Il fluorocarbonio (FKM) colma questa lacuna. È altamente resistente a oli, carburanti, composti aromatici e molti solventi organici, oltre a offrire una buona resistenza agli acidi (sebbene non sia universale come l'EPDM nei confronti degli acidi forti). Resiste a temperature più elevate rispetto all'EPDM. Pertanto, la scelta della guarnizione dipende dalla progettazione della macchina: EPDM per le tubazioni di acqua/vapore, le sezioni di lavaggio con acidi o le zone esposte a sostanze chimiche polari; FKM per i sistemi idraulici, i punti di lubrificazione o le sezioni in cui sono presenti fluidi di processo a base di idrocarburi.
Lo standard AS324 definisce tolleranze dimensionali precise per queste guarnizioni, garantendo un montaggio perfetto nelle scanalature delle flange di piastre, telai e raccordi del collettore. Un punto comune di guasto è l’uso di un materiale non adatto in ambienti con fluidi misti. Ad esempio, una pressa filtrante in una miniera russa di potassa potrebbe utilizzare guarnizioni in EPDM sulle tubazioni di spurgo con acqua, ma richiedere guarnizioni in FKM sul meccanismo idraulico di spostamento delle piastre.
Un approccio sistematico prevede:
1. Analisi dei fluidi: catalogare ogni sostanza chimica con cui la guarnizione verrà a contatto, compresi gli agenti detergenti.
2. Mappatura di temperatura e pressione: identificare le condizioni più severe.

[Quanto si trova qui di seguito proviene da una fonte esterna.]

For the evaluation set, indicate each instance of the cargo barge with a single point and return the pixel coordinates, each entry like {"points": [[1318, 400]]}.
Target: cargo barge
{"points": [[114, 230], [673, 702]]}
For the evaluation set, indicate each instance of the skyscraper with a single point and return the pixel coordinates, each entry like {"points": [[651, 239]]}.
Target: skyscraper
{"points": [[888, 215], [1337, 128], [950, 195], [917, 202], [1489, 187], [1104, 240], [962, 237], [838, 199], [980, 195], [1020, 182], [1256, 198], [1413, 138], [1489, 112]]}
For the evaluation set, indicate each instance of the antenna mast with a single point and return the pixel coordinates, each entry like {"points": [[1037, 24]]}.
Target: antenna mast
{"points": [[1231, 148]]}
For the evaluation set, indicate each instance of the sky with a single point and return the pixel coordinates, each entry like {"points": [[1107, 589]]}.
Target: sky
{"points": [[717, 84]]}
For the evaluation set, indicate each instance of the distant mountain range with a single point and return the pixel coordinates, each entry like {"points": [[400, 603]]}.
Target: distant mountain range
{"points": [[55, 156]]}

3. Valutazione meccanica: considerare la frequenza dei cicli, il movimento delle piastre e la possibile infiltrazione di particelle abrasive.

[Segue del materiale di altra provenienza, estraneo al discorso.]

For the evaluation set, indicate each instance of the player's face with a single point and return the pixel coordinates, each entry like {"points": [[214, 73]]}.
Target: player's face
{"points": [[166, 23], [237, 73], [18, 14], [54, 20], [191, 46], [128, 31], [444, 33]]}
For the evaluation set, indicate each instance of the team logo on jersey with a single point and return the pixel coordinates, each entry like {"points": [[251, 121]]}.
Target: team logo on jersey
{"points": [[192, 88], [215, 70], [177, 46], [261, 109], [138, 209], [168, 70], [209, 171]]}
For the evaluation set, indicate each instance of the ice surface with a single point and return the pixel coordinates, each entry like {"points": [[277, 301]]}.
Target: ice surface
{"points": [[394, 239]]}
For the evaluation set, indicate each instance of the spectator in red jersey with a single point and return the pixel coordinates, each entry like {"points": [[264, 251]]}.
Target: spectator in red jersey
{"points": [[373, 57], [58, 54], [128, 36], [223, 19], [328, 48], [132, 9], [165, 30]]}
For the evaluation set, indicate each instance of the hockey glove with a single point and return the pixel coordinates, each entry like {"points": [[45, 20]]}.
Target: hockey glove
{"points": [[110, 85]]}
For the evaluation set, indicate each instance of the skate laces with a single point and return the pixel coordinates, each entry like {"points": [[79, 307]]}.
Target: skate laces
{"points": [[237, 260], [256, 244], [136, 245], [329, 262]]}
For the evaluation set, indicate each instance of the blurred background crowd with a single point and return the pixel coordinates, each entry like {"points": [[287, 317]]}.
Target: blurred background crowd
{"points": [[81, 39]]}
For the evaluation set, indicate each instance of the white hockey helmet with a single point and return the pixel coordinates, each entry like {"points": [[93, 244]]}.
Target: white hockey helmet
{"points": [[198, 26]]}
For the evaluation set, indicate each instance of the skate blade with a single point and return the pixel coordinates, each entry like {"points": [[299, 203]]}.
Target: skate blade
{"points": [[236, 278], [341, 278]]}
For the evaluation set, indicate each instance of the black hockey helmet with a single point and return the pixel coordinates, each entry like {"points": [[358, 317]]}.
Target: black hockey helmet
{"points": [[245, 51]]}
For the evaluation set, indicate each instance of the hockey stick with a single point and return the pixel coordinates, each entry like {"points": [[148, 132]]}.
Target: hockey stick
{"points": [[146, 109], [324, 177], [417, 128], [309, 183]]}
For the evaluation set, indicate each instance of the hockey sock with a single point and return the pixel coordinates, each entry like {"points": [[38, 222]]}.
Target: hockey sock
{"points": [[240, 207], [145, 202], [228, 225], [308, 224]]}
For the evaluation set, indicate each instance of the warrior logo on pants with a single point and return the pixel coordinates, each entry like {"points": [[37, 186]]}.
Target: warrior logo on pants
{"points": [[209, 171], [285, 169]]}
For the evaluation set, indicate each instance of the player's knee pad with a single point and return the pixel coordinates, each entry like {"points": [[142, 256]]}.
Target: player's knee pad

4. Standardizzazione: utilizzare i numeri di riferimento AS568/AS324 (dash numbers) per ottimizzare l’approvvigionamento.
Le operazioni minerarie nella fascia carbonifera dell'India e nelle regioni fosfatiche degli Stati Uniti hanno introdotto schede di specifica materiale per ogni punto di tenuta sui loro filtri a pressione. Questa pratica, abbinata a ispezioni regolari delle guarnizioni durante la sostituzione delle tele filtranti, ha ridotto i fermi non programmati di oltre il 40%. In alcuni casi, vengono esplorati sigilli in materiali doppi o processi di rivestimento personalizzati per affrontare sfide specifiche in cui un singolo materiale si rivela insufficiente.